Are the people who own it that you specify here the explicit owners of lottery tickets, which they received in exchange for the funds they put into the Sortition Chain?

Next: “The location in the tree is determined by which RNG values would result in your winning.”
Here you go to 1st person for the first time in this write-up. Someone is winning, but someone else is losing. Who is “your” here? And when it says the location in the tree is determined by which RNG values, does this simply mean, there is a tree that has branches/leaves and one of the leaves is the winning ticket, and the RNG determines the leaf that won?
18:41
@jmharvey if you know the answers to any of these, feel free.
J
18:44
Josh
In reply to this message
I think these are the validators and they do push an on-chain transaction with the merkle roots.
B
18:45
Ben
that was my assumption as well @jmharvey . I’m also wondering though is if those validators/operators sign a multi-sig transaction and its broadcast by one of them, or if each of them push on-chain their own version of the event and if N-of-N agree, its considered valid…
J
18:46
Josh
You can own part of the sortition chain by either creating it with your own funds or by having an existing owner sign a message saying you should be next in the queue.
B
18:47
Ben
Okay, so in that sense, if I contributed 10 VEO to a 30 VEO sortition chain, I could assign 5 VEO of that to you (since tickets are divisible) and now you would own 5/30 => 1/6th of the probabalistic space?
J
18:48
Josh
In reply to this message
I'd have to look at the code but it looks like we might not need N validators anyway, so that might go away.
18:48
In reply to this message
Yeah, you add me next in line and then send me a waiver.
18:50
“The location in the tree is determined by which RNG values would result in your winning.” -- Your ticket corresponds to a subrange of the probability space. If the RNG value is within that subrange (and your smart contract returns true) you win.
B
18:53
Ben
If Alice contributed 10 VEO of 40 in the chain, Alice would receive tickets equivalent to a 25% subrange of the probabalistic space ?
Z
18:55
Zack
In reply to this message
There is only the one tree now. Not 2.
The rng selects the winning lottery ticket. Only the winner can claim their winnings.if you won, then you would claim your winnings. If someone else won, they would claim it.
B
18:55
Ben
Then the documentation is outdated?
J
18:55
Josh
She wouldn't contribute 10 of 40, the original owner of the chain (call him Bob) would grant her 10. If the probabily space was from 0 to 40, and the RNG number came up as 8, she would win the whole 40 VEO.
B
18:56
Ben
@jmharvey is there only one original owner then? In the sense, someone creates a sortition chain, then grants probability space to each participant?
Z
18:56
Zack
In reply to this message
Anyone can own lottery tickets in a sortition chain.

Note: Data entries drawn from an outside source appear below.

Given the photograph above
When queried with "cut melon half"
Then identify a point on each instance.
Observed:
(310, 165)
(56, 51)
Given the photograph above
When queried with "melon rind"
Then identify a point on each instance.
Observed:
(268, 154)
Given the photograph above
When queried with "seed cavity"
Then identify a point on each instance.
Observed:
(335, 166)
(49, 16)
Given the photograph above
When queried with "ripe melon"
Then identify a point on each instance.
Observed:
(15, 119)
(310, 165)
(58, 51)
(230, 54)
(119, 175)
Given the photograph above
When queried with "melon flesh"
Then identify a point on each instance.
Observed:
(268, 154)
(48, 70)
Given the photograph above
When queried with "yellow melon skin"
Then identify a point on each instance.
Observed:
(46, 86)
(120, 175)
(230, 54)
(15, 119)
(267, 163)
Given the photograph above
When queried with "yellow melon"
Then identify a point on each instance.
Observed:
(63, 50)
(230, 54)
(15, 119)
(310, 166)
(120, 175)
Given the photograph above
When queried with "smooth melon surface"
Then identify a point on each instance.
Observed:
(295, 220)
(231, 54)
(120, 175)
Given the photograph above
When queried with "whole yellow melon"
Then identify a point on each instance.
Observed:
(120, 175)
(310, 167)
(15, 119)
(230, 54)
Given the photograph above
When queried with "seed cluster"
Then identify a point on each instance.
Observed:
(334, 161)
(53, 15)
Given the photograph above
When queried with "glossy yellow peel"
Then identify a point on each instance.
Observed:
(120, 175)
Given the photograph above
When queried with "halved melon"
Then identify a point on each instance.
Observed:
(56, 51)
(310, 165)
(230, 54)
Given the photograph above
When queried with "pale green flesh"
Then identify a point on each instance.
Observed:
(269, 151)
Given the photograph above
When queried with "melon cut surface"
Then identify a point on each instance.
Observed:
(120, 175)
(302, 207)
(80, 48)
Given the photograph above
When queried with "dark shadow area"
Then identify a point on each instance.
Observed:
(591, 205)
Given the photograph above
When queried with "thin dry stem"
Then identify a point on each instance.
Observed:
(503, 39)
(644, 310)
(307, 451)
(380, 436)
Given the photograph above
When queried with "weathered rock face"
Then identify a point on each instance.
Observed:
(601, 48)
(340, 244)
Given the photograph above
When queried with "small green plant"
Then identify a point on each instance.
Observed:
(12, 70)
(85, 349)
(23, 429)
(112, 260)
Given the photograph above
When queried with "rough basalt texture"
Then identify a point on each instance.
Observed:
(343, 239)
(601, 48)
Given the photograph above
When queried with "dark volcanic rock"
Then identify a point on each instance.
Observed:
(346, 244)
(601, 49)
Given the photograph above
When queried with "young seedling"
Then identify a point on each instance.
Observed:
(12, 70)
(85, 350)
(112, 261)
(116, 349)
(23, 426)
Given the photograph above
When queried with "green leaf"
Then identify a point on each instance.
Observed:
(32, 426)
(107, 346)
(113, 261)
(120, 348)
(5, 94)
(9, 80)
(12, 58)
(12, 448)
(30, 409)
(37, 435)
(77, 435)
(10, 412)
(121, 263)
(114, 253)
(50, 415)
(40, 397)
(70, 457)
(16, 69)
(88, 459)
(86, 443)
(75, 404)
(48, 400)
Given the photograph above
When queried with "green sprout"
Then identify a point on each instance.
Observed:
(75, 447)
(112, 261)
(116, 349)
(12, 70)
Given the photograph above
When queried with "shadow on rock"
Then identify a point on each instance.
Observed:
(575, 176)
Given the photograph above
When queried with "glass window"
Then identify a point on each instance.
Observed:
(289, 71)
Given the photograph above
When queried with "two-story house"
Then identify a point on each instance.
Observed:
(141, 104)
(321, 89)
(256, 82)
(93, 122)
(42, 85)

Anyone with lottery tickets, they are recorded in the sortition ownership tree.
B
18:57
Ben
Zack when it says tickets are divisible, can I divide a ticket I purchased, and give a portion of my tickets to you?
Z
18:57
Zack
In reply to this message
Yes. Committing means a sortition-block-tx where they put a signed merkle root on-chain.
B
18:58
Ben
In reply to this message
Do they each individually put a signed merkle root on-chain? Meaning if there is 10 Validators, you get 10 distinct transactions?
Z
18:58
Zack
In reply to this message
It is a single sortition-block-tx that contains all their signatures.
18:59
In reply to this message
Yes.
B
18:59
Ben
Who broadcasts it? How is it determined that they have all signed it for broadcast?
Z
19:00
Zack
In reply to this message
Right.
Unless she is owning stable bitcoin or some other smart contract.